A year after her birth, her father retires to Drishane, Castletownshend, County Cork, where Somerville grows up. She receives her primary education at home, and then attends Alexandra College in Dublin. In 1884 she studies art in Paris, and then spends a term at the Westminster School of Art in Dean’s Yard, Westminster. At home, riding and painting are her absorbing interests.

In January 1886 she meets her cousin Violet Martin, and their literary partnership begins the following year.

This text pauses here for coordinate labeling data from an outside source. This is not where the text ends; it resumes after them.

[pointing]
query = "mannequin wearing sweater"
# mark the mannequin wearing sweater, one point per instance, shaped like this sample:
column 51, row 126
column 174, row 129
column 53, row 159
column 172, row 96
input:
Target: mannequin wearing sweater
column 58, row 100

Their first book, An Irish Cousin, appears in 1889, under the names Geilles Herring (from the maiden name of her ancestor, the wife of Sir Walter de Somerville of Linton and Carnwath) and Martin Ross, though the pen names are dropped after the first edition. In 1898 Somerville goes to paint at the Etaples art colony, accompanied by Violet. There they profit from their stay by conceiving together the stories later gathered in Some Experiences of an Irish R. M., completed the following year. By the time Violet dies in 1915, they have published fourteen books together. Her cousin’s death stuns Somerville, who continues to write as “Somerville and Ross,” claiming that they keep in contact through spiritualist séances.

Somerville is a devoted sportswoman who in 1903 becomes master of the Carbery West Foxhounds. She is also active in the suffrage movement, corresponding with Dame Ethel Smyth. She is in London still recovering from the shock of Violet’s death when the Easter Rising of 1916 breaks out. On May 9, 1916 she writes a letter to The Times, blaming the British government for the state of affairs in Ireland. After that she tends towards Nationalism, and as an adept musician at parties, she specializes in Irish tunes and Nationalist songs.

She has exhibitions of her pictures in Dublin and in London between 1920 and 1938 and is active as an illustrator of children’s picture books and sporting picture books.

In 1936 her brother, Henry Boyle Townsend Somerville, a retired Vice-Admiral in the Royal Navy, is killed by the Irish Republican Army (IRA) at the family home of Castletownshend. She finishes his book “Will Mariner” after his death.

Edith Somerville dies at Castletownshend on October 8, 1949, at the age of 91. She is buried alongside Violet Florence Martin at Saint Barrahane’s Church, Castletownsend, County Cork.